On 25.05.2017 20:57, MysticZach wrote:
On Thursday, 25 May 2017 at 11:49:47 UTC, MysticZach wrote:
...there is no known possibility of semantic confusion between the two
potential uses of `body`,
I spoke too soon. I found a place where such semantic ambiguity is
possible. It can only occur in interface declarations, and will not
exist in any currently compilable D code, as it requires `body` to be an
identifier to be legal in the first place.

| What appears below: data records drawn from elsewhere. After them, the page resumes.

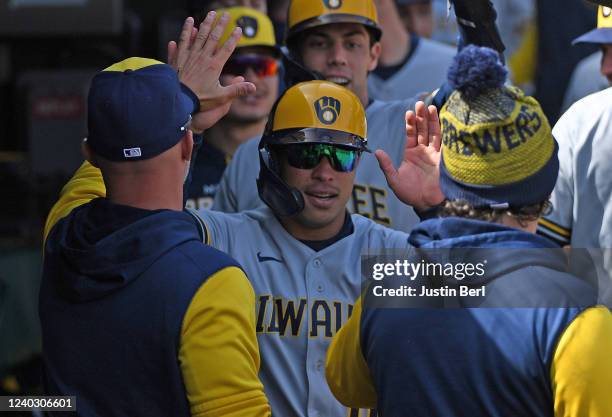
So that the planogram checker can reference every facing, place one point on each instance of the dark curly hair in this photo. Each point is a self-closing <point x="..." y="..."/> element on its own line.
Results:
<point x="523" y="215"/>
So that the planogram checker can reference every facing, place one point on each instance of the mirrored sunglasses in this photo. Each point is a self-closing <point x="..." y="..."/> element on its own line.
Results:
<point x="262" y="66"/>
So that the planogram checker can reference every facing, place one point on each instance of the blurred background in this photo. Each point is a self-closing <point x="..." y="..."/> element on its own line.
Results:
<point x="50" y="49"/>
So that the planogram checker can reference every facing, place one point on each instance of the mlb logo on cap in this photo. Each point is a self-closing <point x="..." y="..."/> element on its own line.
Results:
<point x="132" y="153"/>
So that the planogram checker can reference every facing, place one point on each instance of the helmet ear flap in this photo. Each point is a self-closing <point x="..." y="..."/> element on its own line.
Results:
<point x="285" y="201"/>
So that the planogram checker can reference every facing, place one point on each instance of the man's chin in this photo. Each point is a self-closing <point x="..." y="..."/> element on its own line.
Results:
<point x="245" y="117"/>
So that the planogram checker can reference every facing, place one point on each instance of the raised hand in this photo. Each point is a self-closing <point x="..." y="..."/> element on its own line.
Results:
<point x="417" y="180"/>
<point x="199" y="60"/>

Currently, the only place in D where you can declare a function that has
a contract, but no body, is in an interface. D syntax, it turns out,
does not require a semicolon at the end of such declarations.
Referencing https://dlang.org/spec/interface.html#interface-contracts we
have:
interface I
{
int foo(int i)
in { assert(i); } // <-- no semicolon required
void bar();
}
Therefore, with `body` as an identifier, you might have this ambiguity:
struct body {}
interface I {
int foo(int i)
in { assert(i); }
body bar();
}
The ambiguity is fixable by modifying the parser to look ahead after
`body` for `{`. Since virtual interface functions are not even allowed
to have bodies, if it finds `{`, then `body` should be interpreted as a
keyword, and an error issued. In all other cases `body` should be
interpreted as an identifier.
This is not a hard problem, but it is indeed a semantic ambiguity, so it
bears mentioning.
There is no ambiguity, because only one valid interpretation exists.